Museumspolitik: Früher muffig ...
Schließlich bilden diese Verwicklungen auch den Hintergrund späterer Interessenkonflikte und Hinauszögerungen von Rückgaben. Einer genauen historischen Analyse aller Umstände steht die Auswahl der Autorin von Archivmaterial großer Museen in Deutschland und Frankreich gegenüber, die den Hauptteil dieses Buches ausmachen. Präsentiert wird hier akribisch der Muff vor allem deutscher offizieller Museumspolitik in den sechziger und siebziger Jahren, dirigiert von Museumsdirektoren, die oftmals noch nie in Afrika gewesen waren und auch bescheidene Anfragen auf Rückgabe oder wenigstens einer Ausleihe in einem fort abwehrten. Diese langweilige und vom Tabakqualm alter Zeit umwehte Geschichte geschah allerdings in einem politischen Umfeld, das keine anderen Entscheidungen ermöglichte.

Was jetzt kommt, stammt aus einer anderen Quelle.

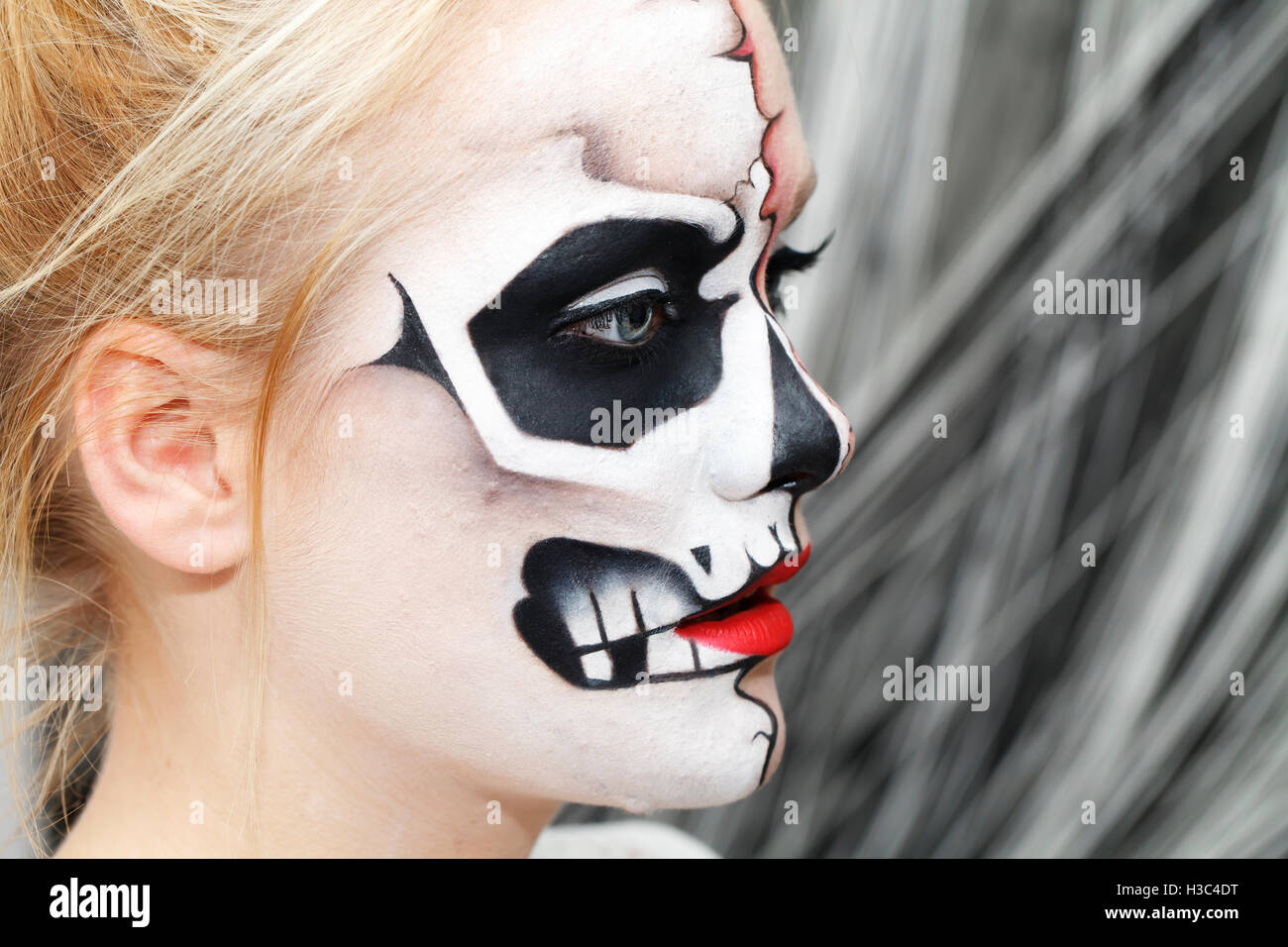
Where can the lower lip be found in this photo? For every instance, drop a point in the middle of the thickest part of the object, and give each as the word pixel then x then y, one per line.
pixel 764 626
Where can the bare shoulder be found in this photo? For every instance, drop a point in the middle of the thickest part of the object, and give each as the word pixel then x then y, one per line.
pixel 634 838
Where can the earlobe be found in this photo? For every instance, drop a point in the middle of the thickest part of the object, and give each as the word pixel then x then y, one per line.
pixel 166 468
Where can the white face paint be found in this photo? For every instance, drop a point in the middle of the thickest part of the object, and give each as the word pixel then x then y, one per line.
pixel 575 668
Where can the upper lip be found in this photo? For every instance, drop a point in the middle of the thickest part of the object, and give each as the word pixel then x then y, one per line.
pixel 776 575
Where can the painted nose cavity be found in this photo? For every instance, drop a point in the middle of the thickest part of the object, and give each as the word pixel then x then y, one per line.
pixel 811 437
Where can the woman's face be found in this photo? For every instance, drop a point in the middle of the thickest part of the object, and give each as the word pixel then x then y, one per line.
pixel 570 423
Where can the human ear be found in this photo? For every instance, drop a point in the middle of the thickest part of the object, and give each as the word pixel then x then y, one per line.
pixel 165 466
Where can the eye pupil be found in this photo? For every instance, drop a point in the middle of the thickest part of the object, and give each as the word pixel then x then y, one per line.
pixel 635 320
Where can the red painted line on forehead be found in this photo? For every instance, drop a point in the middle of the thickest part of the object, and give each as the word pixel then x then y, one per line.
pixel 772 145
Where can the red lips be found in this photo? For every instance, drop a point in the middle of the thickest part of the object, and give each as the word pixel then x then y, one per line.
pixel 752 622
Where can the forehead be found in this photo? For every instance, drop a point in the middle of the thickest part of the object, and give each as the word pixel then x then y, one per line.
pixel 661 91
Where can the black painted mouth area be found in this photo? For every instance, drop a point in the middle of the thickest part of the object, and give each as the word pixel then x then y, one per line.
pixel 554 570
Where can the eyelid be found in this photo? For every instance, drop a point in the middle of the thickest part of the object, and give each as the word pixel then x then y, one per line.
pixel 630 285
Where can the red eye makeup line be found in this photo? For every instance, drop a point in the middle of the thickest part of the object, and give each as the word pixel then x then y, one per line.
pixel 752 621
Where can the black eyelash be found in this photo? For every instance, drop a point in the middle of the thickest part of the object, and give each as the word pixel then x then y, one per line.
pixel 787 261
pixel 609 356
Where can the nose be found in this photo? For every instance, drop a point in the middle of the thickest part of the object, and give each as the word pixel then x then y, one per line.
pixel 811 437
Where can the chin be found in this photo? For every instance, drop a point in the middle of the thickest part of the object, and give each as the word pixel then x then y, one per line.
pixel 715 742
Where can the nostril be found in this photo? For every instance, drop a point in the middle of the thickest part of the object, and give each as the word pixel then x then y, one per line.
pixel 797 483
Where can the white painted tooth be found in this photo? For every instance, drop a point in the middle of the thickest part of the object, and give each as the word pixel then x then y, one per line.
pixel 660 605
pixel 597 665
pixel 785 536
pixel 761 547
pixel 669 654
pixel 711 657
pixel 614 604
pixel 579 613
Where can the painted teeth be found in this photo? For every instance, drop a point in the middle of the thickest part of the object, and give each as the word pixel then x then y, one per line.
pixel 596 665
pixel 599 622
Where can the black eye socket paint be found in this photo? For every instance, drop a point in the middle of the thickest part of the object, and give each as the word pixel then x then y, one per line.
pixel 552 388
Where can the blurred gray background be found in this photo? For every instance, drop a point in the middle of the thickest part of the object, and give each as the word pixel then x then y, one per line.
pixel 1112 684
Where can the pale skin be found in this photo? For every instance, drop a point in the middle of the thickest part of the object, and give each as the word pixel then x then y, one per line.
pixel 376 543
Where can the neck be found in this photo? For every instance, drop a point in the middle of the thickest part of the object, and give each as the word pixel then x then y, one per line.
pixel 174 777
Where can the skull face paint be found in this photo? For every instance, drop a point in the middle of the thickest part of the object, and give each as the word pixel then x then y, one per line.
pixel 632 298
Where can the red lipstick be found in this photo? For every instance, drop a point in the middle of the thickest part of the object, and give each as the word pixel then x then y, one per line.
pixel 750 622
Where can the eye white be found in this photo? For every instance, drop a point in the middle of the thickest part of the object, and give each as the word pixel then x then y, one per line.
pixel 626 286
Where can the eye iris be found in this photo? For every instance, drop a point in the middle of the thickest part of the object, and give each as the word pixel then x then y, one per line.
pixel 635 320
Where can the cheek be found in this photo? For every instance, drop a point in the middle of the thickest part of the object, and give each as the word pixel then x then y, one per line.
pixel 399 569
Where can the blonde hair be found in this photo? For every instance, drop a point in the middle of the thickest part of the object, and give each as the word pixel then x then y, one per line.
pixel 193 136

Als Held in der Geschichte macht Savoy den ehemaligen Direktor des Bremer Überseemuseums, Herbert Ganslmayr, aus, der sich bereits 1984 in dem zusammen mit dem Journalisten Gert von Paczensky verfassten Buch Nofretete will nach Hause. Europa – Schatzhaus der „Dritten Welt“ für Rückgaben stark gemacht hatte. Aufgrund auch in diesem Buch nicht offengelegter politischer Direktiven in Bremen konnte Ganslmayr aus dem Bestand des Überseemuseums nicht ein einziges Stück an die sogenannte Dritte Welt zurückgeben und konzentrierte sich desillusioniert bis zu seinem Tod auf Gremienarbeit in einer Museumsorganisation.
... heute inkompetent?
Zum Stil dieses allerdings an Pauschalurteilen vor allem in seinem Epilog reichen Buches passt, dass die Diskussionen innerhalb der Ethnologie über Rückgaben darin nicht vorkommen, zumal die Kunsthistorikerin auch in ihren Aussagen über afrikanische Kulturen keinerlei ethnologische Expertise walten lässt. Der hier kredenzte eurozentrische Blick trifft sich auf seltsame Weise mit dem eigentlichen Gegenpart der Autorin: der Stiftung Preußischer Kulturbesitz, deren Politik gegenüber Nigeria Savoy großflächig angreift. Dieser auch private Kampf der Autorin, wenn man um ihre Konflikte mit der Stiftung im Zusammenhang mit dem Humboldt-Forum weiß, verleitet sie zu der Behauptung, die „vermeintliche Legalität der Ankäufe (Anm.: der Benin-Bronzen aus dem britischen Kunstraub) wurde zum autosuggestiven Mantra und ist es bis heute geblieben“ (S. 198). Hier sind es dann auf einmal alle deutschen Museen, die lügen würden, die nichts gelernt hätten und deren Vorgesetzte unbequeme Findungen ihrer Mitarbeiter noch heute „nicht selten unter den Tisch“ kehren (S. 199). Solche Behauptungen zu belegen, hält die Wissenschaftlerin nicht für nötig. Aber es ist hierüber bestimmt noch nicht das letzte Wort gesprochen. Sie schlägt zudem vor, den Museen die Direktiven über ihr Archivmaterial zu nehmen, und spricht ihnen somit die wissenschaftliche Kompetenz ab.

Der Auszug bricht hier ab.